Buying a car, whether that is your first car or the next family car usually involves a lot of money. In fact, buying a car is usually a person’s biggest purchase other than buying property. However, a car purchase can be a stressful experience if you are not familiar with the pitfalls of funding this.
When considering financing, for a car purchase you should think about the following:
- Credit Status
- Hire Purchase
- Zero Financing
- Personal loans
The days when someone would save up for the car are long gone and for the vast majority of us borrowing money is the only way to finance a car purchase. This inevitably involves car finance and the range of options available can be confusing to those new to loans and financing.
Car finance is heavily reliant on your credit standing, which, unfortunately, means you are either refused credit or restricted to a higher annual percentage rate. However, for those who pass the credit check they are then offered a range of car financing options.
Often, your first option is Hire Purchase or HP. Traditionally, you will be asked to provide an initial deposit and then make an agreement to pay the remainder of the balance in instalments over a period time, usually over 12, 24, 36 or 48 months.
It is worth noting that when using hire purchase agreements you will usually be restricted to the one and only financing company the car dealership has an agreement with. Also, the longer you take to repay, the higher the interest rate will be, so you will pay more over longer periods.
Some auto financing companies, especially those who supply specific car companies, may provide you a zero financing package. This typically involves you paying a larger deposit which can be as high as 50% of the purchase price and then you make regular payments as with any HP agreement.
When dealing with a hire purchase agreement it is very essential to note that should you fall behind with your payments the investment company can (at their own discretion) recover the car.
Your second choice to finance your car purchase is a personal loan. This type of financing gives you the benefit of a wide array of loan provider’s competing for your business, which means you can get a highly competitive deal. A further advantage of using a personal loan is that there are many comparison websites that will seek to find you the best deal available.
There are two main advantages of using a personal loan over a hire purchase agreement.

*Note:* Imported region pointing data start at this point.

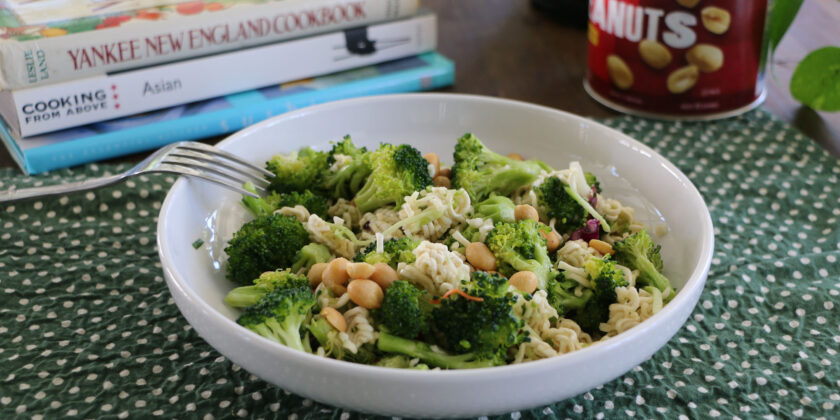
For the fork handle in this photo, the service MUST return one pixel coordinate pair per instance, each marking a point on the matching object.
(14, 194)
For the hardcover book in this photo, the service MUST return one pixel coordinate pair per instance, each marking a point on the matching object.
(221, 115)
(48, 41)
(42, 109)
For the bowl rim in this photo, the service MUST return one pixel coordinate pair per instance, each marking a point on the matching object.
(695, 281)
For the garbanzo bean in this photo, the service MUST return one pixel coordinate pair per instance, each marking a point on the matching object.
(480, 256)
(365, 293)
(525, 211)
(315, 274)
(335, 318)
(433, 159)
(442, 181)
(552, 240)
(359, 270)
(525, 281)
(384, 275)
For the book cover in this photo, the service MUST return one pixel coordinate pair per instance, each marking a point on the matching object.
(48, 41)
(221, 115)
(68, 104)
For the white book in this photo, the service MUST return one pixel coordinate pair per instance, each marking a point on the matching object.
(49, 41)
(53, 107)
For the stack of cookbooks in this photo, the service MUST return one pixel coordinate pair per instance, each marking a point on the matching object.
(89, 80)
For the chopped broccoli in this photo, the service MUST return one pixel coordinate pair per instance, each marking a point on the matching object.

Firstly, a personal loan application can be completed, and the money can be in the bank before you buy the car. Whereas a hire purchase contract will be for a specific car once you have found it and so can restrict your ability to negotiate, secondly, a personal loan gives you more options and a variety of different providers, which guarantees that, you are getting the best available deal. However, as mentioned before, a hire purchase agreement is usually provided by a single provider in an exclusive agreement with the car dealership, so your options are vastly reduced.
When purchasing a car through financing you have a number of options, however, it is necessary to consider your needs and budget before committing to a specific funding strategy. Each has its own advantages; however, one will suit you and your financial circumstances more than the other.